Opening a private blog is easy and you pick a name for it, dress it up if you want, and use it as your storeroom.  You post there, then on the site.

Related Post

When you post on an ify site you post things that don’t mean much to you.  It could be an observation on a current event, it could be a recipe, it could be anything that is not you doing two hours of research before writing.

As I’ve said before, don’t take that first payment as proof of anything.   The biggest scams pay that first redemption, then no more.

Limit your writing.

Let us suppose the redemption is $5.00.    You put in for $5.00.   You don’t post again until you get the payment.  When you get the payment you post again, and see what happens.  If it seems that your hits are ‘stuck’ so that you sit at $2.34 for two days, don’t post again.   The site is a rip.   If you want to prove it, as I said before, you log onto the site as a visitor and read your work.   That counts as a hit because if you live in India and are logging on through a proxy in Germany and if necessary, using some nick you just made up, and view your writing, that must be a hit.

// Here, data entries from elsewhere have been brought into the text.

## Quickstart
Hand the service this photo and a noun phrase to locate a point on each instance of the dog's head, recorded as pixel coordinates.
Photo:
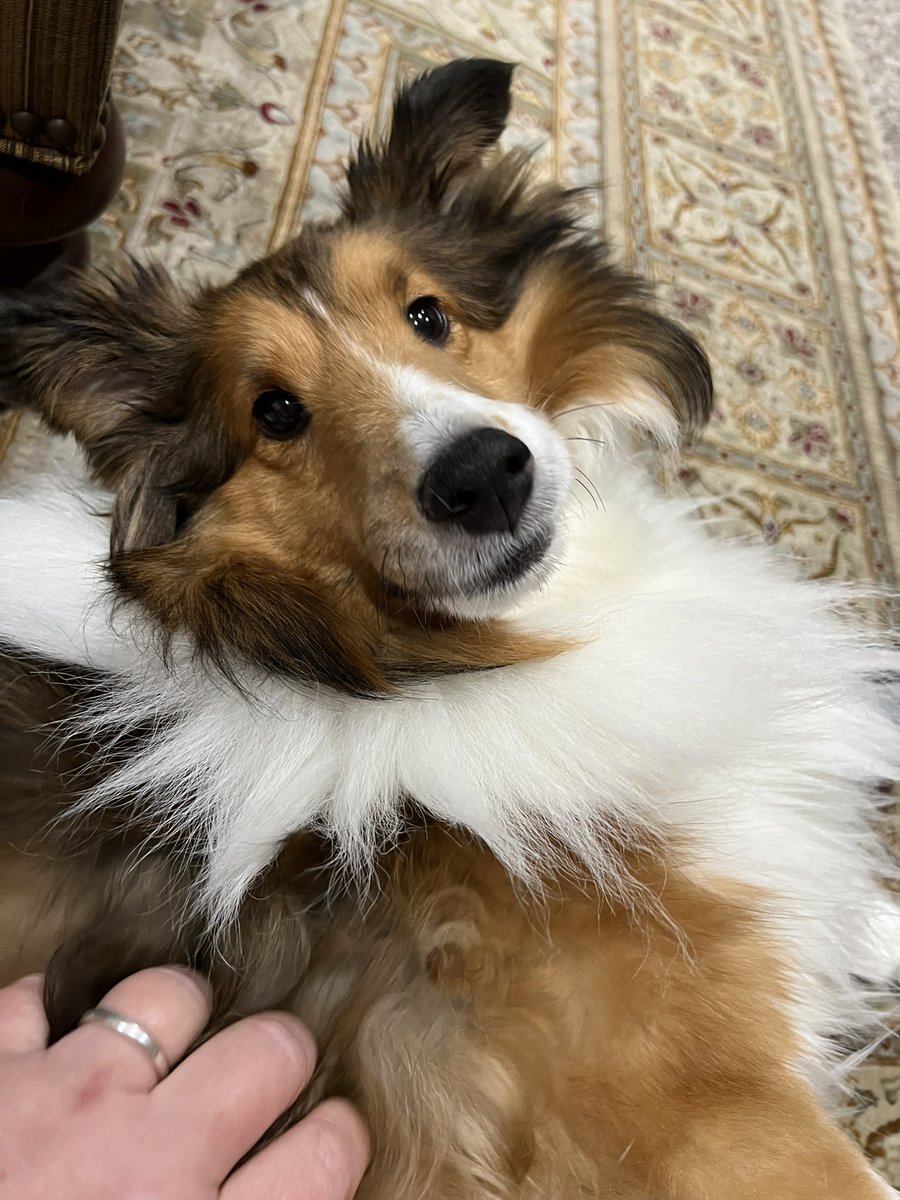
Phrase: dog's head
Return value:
(345, 463)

If it doesn’t register, stop writing.

Don’t keep going and going like the energiser bunny expecting you’ll reach the pay out.  No.  You write again after you are paid, and then, only to reach the threshold.

Some sites are slow payers.  You put in for a redemption in January, and the payment arrives in February.  Okay.   You’ve gotten paid, so write.   Reach the threshold, put in, and stop.   In this way, if you aren’t paid it is one payment, not five.

Often do a search ‘Sitename+Scam’.

Bubblews was flagged a year before it went down.  How anyone could say; “They owed me $700 when Bubblews went down”, is a sign of shame.   The most one could say is; “They owed me $50,”  meaning it was only one redemption they were cheated out of.

The fact is, many people will create a site as a rip-off.   They will get hundres of members.   They will pay everyone that first time, getting thousands of members.  And then, they stop paying this portion, then that portion.

They are making thousands of dollars off of Advertisements and paying hundreds, until such time, the complaints reach the ears of the advertisers.

Then, they close the site, take the money and run.

No, you can’t know if a site is legitimate.

 




  • kaylar

    View Comments

    • It is really a gamble; we just rely on the honesty of the site owner(s). It's a pity if are "robbed" of the time and effort devoted to a site. It could be a frightening thing for us!